If anyone could help me, that would be appreciated. 

TIA!


----------



## Thebigzeus (Dec 2, 2018)

Bmack22 said:


> I have a 2017 Chevrolet Cruze Hatchback Premier and I can not for the life of me get my brakes to stop squeaking most of the time when I am braking. I have checked my Rotors and brake pads on all four tires and they were all perfectly fine.
> If anyone could help me, that would be appreciated.
> 
> TIA!


What kind are they and the brand?


----------



## Bmack22 (Oct 10, 2020)

Thebigzeus said:


> What kind are they and the brand?


They are the Stock GM ones that came on the car.


----------



## JLL (Sep 12, 2017)

Bmack22 said:


> They are the Stock GM ones that came on the car.


Do you live in a humid climate?


----------



## Bmack22 (Oct 10, 2020)

JLL said:


> Do you live in a humid climate?


No, I live in the lower area of Kentucky. It is hardly ever really humid here. It is getting colder though.


----------



## Ma v e n (Oct 8, 2018)

It's most likely just debris buildup on the pad edges or a little rock stuck in the brakes. Disassembly and cleaning will likely solve your concern.


----------



## Valpo Cruze (Feb 23, 2014)

Take the car out and rebed the brakes and see if that clears the squeal. You probably have a glazed spot on them. If not then live with it or replace them aftermarket. Dad had a cavalier that he went through 2 or 3 sets of dealer installed pads that always squealed until he went to Napa and bought his own


----------



## JLL (Sep 12, 2017)

Venomized262 said:


> Take the car out and rebed the brakes and see if that clears the squeal. You probably have a glazed spot on them. If not then live with it or replace them aftermarket. Dad had a cavalier that he went through 2 or 3 sets of dealer installed pads that always squealed until he went to Napa and bought his own


I agree. The pads and/or rotors are probably glazed.


----------



## Bmack22 (Oct 10, 2020)

I will try getting my Rotors resurfaced at my O'Reilly and see if that helps. If it doesn't, I will just get some new brake pads from them.


----------



## JLL (Sep 12, 2017)

Bmack22 said:


> I will try getting my Rotors resurfaced at my O'Reilly and see if that helps. If it doesn't, I will just get some new brake pads from them.

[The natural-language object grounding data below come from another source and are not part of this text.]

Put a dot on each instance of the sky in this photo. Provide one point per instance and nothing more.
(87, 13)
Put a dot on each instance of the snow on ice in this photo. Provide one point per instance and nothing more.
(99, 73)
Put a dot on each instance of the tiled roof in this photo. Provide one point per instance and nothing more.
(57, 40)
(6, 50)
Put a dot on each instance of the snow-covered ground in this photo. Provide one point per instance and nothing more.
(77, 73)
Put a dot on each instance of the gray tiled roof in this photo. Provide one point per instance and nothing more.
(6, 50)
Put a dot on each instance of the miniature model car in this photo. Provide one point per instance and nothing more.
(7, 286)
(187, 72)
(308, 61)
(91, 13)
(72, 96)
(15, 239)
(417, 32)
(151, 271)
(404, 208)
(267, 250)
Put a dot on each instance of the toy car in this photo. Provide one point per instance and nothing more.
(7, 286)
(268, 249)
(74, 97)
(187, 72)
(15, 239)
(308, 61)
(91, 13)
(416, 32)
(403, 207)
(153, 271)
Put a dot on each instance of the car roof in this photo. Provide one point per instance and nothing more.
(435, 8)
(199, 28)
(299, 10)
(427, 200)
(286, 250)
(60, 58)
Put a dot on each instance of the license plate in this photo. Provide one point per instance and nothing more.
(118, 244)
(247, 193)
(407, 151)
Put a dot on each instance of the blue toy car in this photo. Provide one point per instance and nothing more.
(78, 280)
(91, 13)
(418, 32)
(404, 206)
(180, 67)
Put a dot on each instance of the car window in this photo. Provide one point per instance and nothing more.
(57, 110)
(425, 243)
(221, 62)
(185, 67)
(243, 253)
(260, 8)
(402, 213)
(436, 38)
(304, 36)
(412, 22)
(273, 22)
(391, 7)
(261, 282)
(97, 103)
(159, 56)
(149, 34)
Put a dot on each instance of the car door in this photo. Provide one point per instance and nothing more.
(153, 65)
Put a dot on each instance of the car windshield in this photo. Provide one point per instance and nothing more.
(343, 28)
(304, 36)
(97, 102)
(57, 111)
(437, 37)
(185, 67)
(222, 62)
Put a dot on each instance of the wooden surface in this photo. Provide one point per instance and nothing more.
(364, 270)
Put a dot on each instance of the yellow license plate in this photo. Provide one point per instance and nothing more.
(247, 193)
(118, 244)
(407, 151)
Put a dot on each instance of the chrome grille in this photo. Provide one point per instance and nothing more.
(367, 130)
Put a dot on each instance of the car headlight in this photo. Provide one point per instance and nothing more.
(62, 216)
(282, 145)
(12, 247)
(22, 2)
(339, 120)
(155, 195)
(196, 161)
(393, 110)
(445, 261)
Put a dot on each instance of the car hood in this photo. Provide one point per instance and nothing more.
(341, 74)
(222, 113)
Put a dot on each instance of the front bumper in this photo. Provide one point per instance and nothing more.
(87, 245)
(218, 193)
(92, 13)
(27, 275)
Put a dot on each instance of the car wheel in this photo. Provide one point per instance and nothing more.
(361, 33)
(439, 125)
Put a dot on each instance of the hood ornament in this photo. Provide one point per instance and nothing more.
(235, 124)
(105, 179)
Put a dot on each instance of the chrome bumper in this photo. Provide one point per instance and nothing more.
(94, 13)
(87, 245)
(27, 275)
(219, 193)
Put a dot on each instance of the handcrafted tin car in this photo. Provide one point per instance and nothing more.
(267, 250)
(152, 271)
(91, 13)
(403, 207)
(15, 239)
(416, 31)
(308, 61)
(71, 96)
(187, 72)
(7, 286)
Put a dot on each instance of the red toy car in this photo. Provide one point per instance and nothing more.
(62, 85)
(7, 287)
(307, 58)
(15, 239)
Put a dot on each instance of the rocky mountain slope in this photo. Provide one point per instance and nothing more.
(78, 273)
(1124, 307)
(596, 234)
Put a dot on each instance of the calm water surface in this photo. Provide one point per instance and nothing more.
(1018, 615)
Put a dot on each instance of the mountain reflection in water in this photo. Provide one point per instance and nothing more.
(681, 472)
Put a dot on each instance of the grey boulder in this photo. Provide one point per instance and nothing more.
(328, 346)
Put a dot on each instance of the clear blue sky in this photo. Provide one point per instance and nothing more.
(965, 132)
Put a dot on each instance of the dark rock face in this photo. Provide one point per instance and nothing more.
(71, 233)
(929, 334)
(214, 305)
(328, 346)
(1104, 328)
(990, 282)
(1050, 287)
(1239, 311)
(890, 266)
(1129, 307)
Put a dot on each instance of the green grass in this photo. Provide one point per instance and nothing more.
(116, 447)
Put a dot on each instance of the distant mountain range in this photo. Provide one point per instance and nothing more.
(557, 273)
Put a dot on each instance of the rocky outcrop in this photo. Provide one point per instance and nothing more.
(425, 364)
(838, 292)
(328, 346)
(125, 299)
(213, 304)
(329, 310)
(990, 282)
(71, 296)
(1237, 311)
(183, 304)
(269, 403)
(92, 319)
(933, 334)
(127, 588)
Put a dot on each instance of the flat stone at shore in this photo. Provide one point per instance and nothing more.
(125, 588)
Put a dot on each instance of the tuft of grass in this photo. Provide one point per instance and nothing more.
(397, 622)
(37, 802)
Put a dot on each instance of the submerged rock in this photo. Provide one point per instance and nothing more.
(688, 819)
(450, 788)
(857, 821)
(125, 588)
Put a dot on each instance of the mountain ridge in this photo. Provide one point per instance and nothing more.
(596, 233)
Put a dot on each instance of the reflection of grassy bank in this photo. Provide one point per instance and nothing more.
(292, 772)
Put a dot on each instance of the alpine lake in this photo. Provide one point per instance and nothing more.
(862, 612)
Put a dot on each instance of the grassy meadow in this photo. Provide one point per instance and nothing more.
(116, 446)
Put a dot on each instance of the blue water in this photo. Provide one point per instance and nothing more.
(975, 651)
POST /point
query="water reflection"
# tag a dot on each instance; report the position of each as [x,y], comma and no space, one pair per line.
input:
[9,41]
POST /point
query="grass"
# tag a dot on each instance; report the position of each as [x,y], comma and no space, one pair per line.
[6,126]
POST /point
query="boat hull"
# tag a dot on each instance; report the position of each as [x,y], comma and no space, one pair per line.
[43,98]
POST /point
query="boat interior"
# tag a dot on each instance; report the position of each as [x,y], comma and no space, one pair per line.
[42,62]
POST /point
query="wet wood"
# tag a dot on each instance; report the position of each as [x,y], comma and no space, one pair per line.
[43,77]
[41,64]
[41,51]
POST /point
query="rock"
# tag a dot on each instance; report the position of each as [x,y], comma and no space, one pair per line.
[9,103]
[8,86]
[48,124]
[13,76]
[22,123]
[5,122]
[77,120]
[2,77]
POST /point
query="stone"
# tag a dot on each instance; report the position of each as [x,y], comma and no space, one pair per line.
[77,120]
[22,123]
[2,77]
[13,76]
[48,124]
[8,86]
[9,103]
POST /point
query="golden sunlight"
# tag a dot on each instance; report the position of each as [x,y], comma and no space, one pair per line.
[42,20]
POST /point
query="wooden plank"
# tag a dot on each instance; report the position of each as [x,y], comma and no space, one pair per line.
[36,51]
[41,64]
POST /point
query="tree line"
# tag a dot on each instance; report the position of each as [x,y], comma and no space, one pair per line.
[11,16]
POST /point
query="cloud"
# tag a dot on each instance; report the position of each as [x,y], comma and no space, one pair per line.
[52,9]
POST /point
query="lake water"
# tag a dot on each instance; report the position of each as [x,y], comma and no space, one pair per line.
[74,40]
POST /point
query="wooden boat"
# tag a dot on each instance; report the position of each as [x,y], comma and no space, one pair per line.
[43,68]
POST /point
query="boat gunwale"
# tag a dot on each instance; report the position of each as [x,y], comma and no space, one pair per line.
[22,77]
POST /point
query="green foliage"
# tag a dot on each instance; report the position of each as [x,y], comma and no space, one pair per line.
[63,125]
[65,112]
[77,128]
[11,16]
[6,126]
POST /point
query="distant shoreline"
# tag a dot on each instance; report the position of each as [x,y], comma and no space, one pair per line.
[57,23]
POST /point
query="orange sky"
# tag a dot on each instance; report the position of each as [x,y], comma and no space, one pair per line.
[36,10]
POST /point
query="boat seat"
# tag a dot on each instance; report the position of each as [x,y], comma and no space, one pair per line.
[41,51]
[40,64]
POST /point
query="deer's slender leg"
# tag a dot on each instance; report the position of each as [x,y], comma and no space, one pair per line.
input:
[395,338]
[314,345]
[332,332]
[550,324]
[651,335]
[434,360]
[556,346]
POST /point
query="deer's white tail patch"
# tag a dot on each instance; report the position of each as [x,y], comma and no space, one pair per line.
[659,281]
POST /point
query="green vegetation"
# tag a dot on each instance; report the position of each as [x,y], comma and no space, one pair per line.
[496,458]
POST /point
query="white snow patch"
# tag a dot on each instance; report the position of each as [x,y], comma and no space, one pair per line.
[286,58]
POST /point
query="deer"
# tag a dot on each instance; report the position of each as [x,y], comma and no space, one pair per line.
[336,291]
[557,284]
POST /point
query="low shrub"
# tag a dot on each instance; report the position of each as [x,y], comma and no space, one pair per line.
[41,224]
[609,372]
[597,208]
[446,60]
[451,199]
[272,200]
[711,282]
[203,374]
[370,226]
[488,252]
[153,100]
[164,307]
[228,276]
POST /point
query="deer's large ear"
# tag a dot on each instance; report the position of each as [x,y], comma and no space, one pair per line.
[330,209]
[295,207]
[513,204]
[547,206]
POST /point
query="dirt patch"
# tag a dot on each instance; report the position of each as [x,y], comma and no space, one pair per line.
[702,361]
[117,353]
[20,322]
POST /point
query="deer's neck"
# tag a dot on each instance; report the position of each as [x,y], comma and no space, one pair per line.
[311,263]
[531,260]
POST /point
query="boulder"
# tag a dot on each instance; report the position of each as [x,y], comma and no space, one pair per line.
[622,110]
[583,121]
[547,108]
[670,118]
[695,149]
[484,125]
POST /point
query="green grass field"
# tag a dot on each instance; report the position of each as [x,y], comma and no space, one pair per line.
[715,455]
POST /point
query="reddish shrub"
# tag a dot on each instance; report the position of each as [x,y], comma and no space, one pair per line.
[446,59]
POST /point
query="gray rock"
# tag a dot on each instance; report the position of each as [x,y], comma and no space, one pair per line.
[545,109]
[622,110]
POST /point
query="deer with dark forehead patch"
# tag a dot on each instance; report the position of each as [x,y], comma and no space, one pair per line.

In my experience, the act of resurfacing rotors encourages brake noise after a couple hundred miles and decreasing braking performance compared to new rotors. It does save money but that's the only positive that I've experienced from it.


----------



## Bmack22 (Oct 10, 2020)

Well, they shouldn't have to be rebedded I wouldn't think. It may just be the rotors because is still has the stock ones on it from when the car was bought back in 2017. I just bought it back in May.


----------



## JLL (Sep 12, 2017)

Bmack22 said:


> Well, they shouldn't have to be rebedded I wouldn't think. It may just be the rotors because is still has the stock ones on it from when the car was bought back in 2017. I just bought it back in May.


What brand and quality of brake pads did you buy? I'm assuming you replaced the hardware?

Normally, the only way you get rid of all or the friction material noise for a decent amount of time is to replace with Quality Pads, Hardware, and Quality Rotors.


----------